Sauternes 2001 Chateau d’Arche Non certo il vino per cui morire, nel senso che è certamente un buon Sauternes ma è altrettanto certo che dista anni luce da certi “conterranei” nettari della più affascinante appellations girondina. Prodotto da uve semillon, sauvignon e muscadelle offre una trama cromatica molto bella, oro splendente. Offre un bel ventaglio olfattivo giocato tutto su note di frutti candidi e piacevoli nuances mielose, in bocca è dolce seppur manifesti una discreta acidità, qualità che l’aiuta non poco a non affogare nella stucchevolezza ad ogni sorso sempre latente.

Conclusione: E’ stata senza ombra di dubbio una gran bella esperienza soprattutto gustolfattiva, full immersion proposta con elegante fermezza e maestria dai nostri educatori nonchè molto sentita dallo staff tutto che così ha avuto opportunità di respirare a pieni polmoni di un po’ di terra d’oltralpe di prim’ordine.
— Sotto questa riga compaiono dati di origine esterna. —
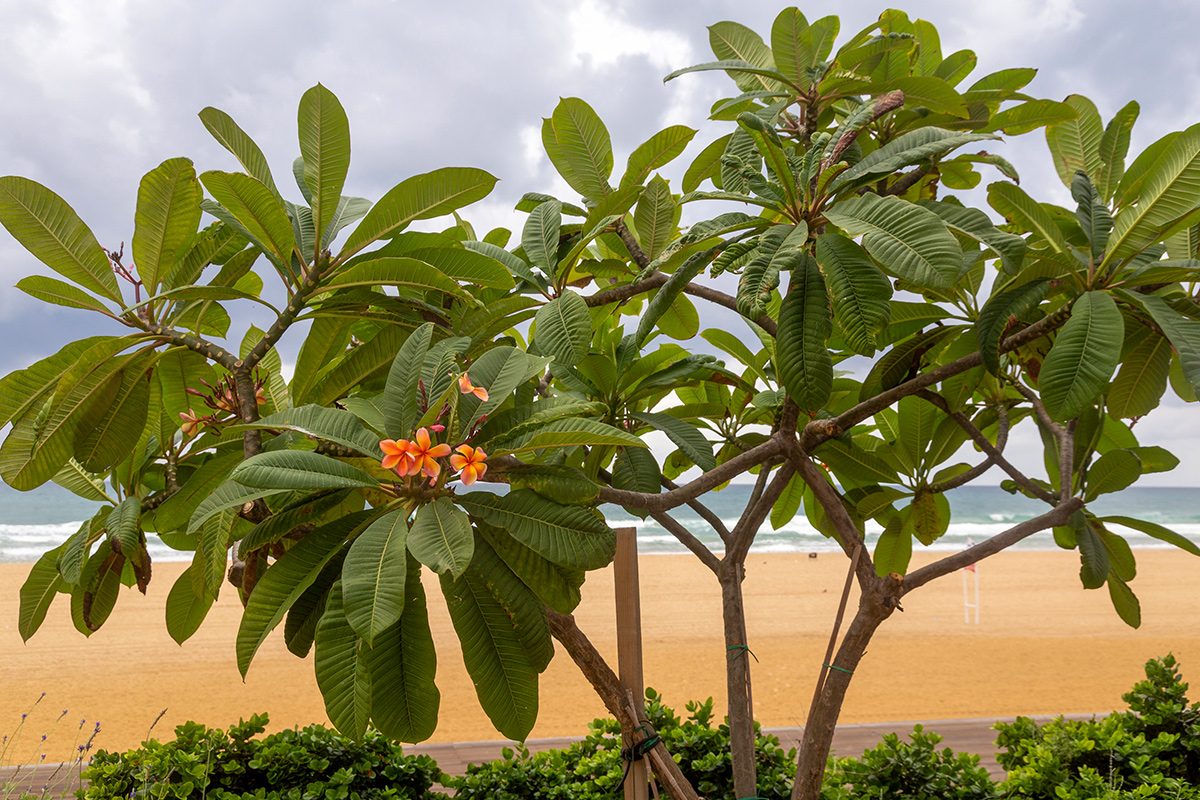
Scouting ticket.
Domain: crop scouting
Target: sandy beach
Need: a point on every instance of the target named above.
(1043, 645)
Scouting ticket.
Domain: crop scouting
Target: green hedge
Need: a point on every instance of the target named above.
(1150, 751)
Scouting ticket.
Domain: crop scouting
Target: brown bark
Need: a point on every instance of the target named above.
(619, 703)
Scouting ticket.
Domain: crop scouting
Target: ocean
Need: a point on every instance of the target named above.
(34, 522)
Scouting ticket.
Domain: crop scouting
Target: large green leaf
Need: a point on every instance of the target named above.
(1018, 206)
(442, 539)
(1113, 471)
(858, 289)
(256, 209)
(37, 593)
(563, 329)
(555, 585)
(235, 140)
(1084, 355)
(51, 229)
(1141, 380)
(186, 608)
(330, 423)
(167, 215)
(421, 197)
(1075, 144)
(299, 469)
(682, 434)
(325, 149)
(1157, 531)
(407, 272)
(539, 238)
(657, 151)
(802, 356)
(997, 311)
(286, 581)
(569, 536)
(373, 576)
(402, 665)
(909, 241)
(1171, 190)
(341, 667)
(579, 145)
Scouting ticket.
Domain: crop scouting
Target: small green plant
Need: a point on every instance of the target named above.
(19, 767)
(311, 763)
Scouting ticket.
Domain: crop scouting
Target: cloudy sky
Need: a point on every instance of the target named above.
(97, 94)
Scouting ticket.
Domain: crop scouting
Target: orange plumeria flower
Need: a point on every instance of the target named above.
(466, 388)
(424, 452)
(396, 456)
(469, 463)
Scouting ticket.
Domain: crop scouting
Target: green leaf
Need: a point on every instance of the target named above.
(1157, 531)
(258, 211)
(893, 551)
(1085, 353)
(185, 608)
(441, 537)
(999, 310)
(1075, 143)
(802, 356)
(495, 655)
(373, 576)
(1031, 115)
(58, 293)
(655, 152)
(683, 435)
(1019, 208)
(563, 329)
(1125, 601)
(402, 665)
(234, 139)
(907, 240)
(287, 578)
(407, 272)
(40, 589)
(569, 536)
(555, 585)
(1170, 191)
(1141, 380)
(400, 404)
(655, 217)
(579, 145)
(329, 423)
(421, 197)
(1093, 558)
(858, 289)
(325, 149)
(48, 228)
(299, 469)
(167, 215)
(341, 668)
(539, 238)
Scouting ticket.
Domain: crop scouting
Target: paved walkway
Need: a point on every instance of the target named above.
(961, 735)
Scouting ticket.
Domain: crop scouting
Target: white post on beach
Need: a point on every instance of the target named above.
(629, 644)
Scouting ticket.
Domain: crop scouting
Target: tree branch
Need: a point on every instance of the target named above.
(1057, 516)
(693, 489)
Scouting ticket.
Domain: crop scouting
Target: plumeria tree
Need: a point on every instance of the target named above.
(436, 361)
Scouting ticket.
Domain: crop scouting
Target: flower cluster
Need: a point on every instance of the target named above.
(419, 456)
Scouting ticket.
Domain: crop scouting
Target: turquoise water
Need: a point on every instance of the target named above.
(33, 522)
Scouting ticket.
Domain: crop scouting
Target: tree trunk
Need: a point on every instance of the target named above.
(737, 675)
(876, 603)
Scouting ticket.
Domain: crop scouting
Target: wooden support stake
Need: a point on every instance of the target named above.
(629, 647)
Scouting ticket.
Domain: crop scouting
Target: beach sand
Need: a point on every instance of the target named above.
(1043, 645)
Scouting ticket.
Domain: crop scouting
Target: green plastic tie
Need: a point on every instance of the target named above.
(745, 648)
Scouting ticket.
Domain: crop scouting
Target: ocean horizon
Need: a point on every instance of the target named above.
(34, 522)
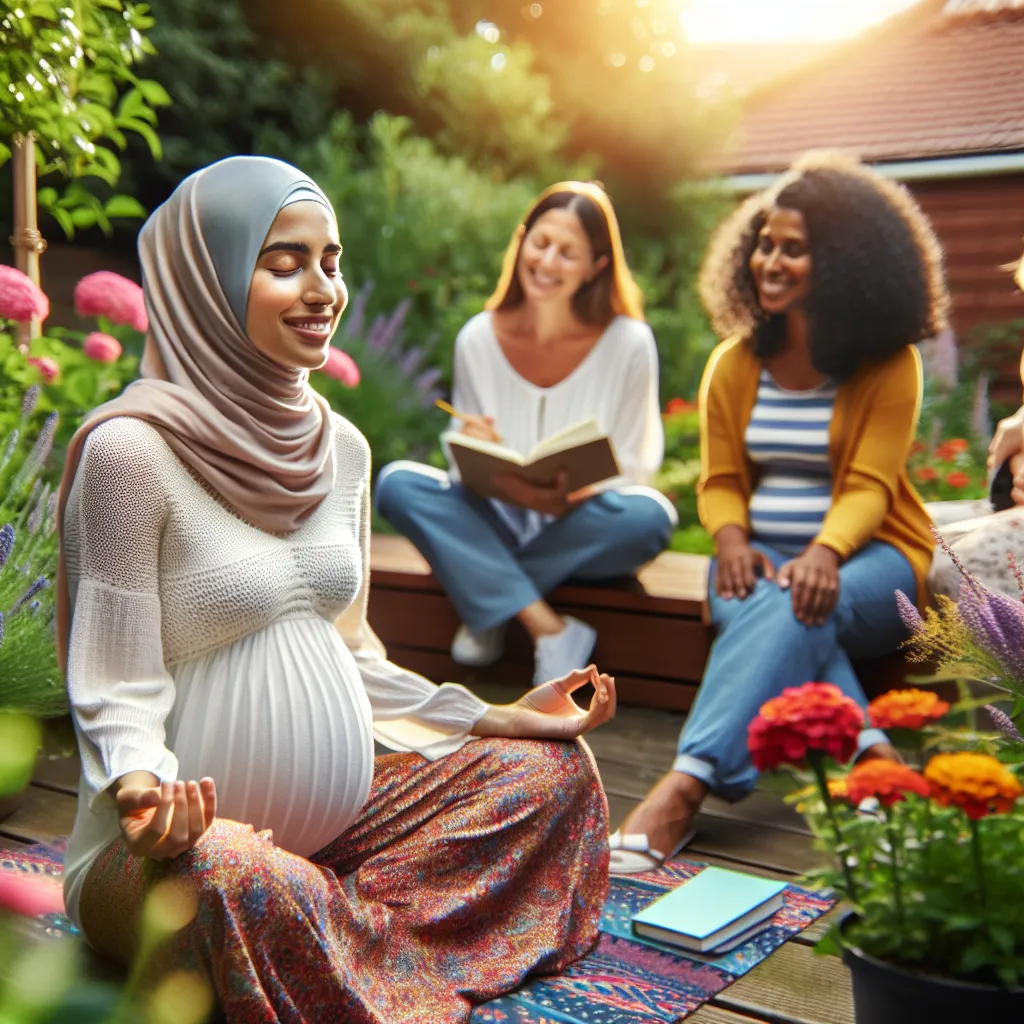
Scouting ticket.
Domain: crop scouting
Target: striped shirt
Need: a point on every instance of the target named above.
(787, 439)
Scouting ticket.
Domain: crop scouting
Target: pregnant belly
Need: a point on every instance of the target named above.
(281, 721)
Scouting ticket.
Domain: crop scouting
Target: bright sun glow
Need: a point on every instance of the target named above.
(776, 20)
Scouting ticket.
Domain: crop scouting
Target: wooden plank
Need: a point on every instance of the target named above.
(716, 1015)
(793, 986)
(43, 817)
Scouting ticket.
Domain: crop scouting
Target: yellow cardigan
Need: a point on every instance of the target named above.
(872, 427)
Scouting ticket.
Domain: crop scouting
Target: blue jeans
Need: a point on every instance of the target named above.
(762, 648)
(476, 560)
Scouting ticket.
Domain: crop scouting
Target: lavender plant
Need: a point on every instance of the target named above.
(30, 679)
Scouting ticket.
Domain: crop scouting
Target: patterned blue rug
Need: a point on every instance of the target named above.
(626, 980)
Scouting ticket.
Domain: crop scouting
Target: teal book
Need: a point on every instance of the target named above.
(710, 909)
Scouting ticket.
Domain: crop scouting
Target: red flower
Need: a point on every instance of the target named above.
(341, 367)
(677, 407)
(108, 294)
(20, 297)
(812, 717)
(909, 709)
(101, 347)
(47, 368)
(887, 780)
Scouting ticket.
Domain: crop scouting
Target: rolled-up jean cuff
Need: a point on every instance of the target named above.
(690, 765)
(868, 737)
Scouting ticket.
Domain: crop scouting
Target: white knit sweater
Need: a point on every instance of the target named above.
(201, 645)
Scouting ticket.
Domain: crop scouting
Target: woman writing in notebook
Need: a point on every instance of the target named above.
(562, 340)
(821, 287)
(225, 685)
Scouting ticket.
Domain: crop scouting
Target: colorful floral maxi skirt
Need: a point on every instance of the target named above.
(462, 877)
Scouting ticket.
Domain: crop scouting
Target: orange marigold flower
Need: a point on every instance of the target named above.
(885, 779)
(813, 717)
(838, 788)
(976, 782)
(909, 709)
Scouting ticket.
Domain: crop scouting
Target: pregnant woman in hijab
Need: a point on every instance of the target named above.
(225, 685)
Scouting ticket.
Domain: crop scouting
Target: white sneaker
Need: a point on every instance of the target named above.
(478, 649)
(561, 653)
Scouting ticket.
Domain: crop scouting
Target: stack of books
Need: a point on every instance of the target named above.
(713, 912)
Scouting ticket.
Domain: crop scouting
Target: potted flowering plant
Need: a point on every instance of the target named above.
(927, 852)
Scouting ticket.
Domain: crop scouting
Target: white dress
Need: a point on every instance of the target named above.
(615, 383)
(201, 645)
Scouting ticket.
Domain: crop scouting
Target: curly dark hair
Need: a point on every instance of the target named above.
(877, 278)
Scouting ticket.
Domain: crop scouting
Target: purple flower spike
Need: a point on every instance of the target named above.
(908, 612)
(6, 543)
(1004, 723)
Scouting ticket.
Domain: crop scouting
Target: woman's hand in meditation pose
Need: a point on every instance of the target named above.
(164, 819)
(813, 580)
(738, 564)
(549, 712)
(555, 500)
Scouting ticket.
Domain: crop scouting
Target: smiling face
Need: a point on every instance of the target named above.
(297, 293)
(556, 258)
(781, 262)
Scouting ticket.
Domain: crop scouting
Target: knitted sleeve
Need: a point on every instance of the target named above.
(120, 691)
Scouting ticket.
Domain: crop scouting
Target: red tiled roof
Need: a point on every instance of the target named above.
(932, 82)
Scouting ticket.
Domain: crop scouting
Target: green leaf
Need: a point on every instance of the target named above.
(83, 216)
(155, 93)
(124, 206)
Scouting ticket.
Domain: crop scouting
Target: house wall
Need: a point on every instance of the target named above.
(980, 223)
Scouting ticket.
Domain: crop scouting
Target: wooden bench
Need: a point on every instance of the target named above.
(653, 635)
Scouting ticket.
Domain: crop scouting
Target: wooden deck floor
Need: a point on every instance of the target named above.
(761, 835)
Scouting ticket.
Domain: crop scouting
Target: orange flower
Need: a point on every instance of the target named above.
(977, 782)
(885, 779)
(909, 709)
(838, 788)
(813, 717)
(678, 406)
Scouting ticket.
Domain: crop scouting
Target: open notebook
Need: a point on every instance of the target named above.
(583, 451)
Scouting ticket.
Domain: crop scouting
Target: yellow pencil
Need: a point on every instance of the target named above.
(454, 413)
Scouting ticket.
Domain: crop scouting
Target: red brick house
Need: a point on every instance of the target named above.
(934, 97)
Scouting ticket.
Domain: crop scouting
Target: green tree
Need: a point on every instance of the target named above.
(68, 79)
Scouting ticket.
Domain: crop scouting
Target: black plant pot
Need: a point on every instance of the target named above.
(884, 993)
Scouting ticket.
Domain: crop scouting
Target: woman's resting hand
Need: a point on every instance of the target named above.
(813, 582)
(1008, 439)
(737, 565)
(164, 819)
(549, 712)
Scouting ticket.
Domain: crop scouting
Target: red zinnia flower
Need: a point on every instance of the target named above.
(812, 717)
(887, 780)
(108, 294)
(101, 347)
(20, 297)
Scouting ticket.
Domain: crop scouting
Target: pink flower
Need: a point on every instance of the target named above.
(47, 368)
(30, 894)
(341, 367)
(20, 297)
(101, 347)
(108, 294)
Adesso però mi (ci) sta frullando per la testa un’altra idea, più ambiziosa e dedicata a tutti i colleghi professionisti della regione, ma questa potrà prendere forma e sostanza solo a fine stagione, a bocce tranquille; per adesso schiena dritta, mento alto e, come si dice “non perdiamoci in dislin gui sconsi e… andèm a laurà!”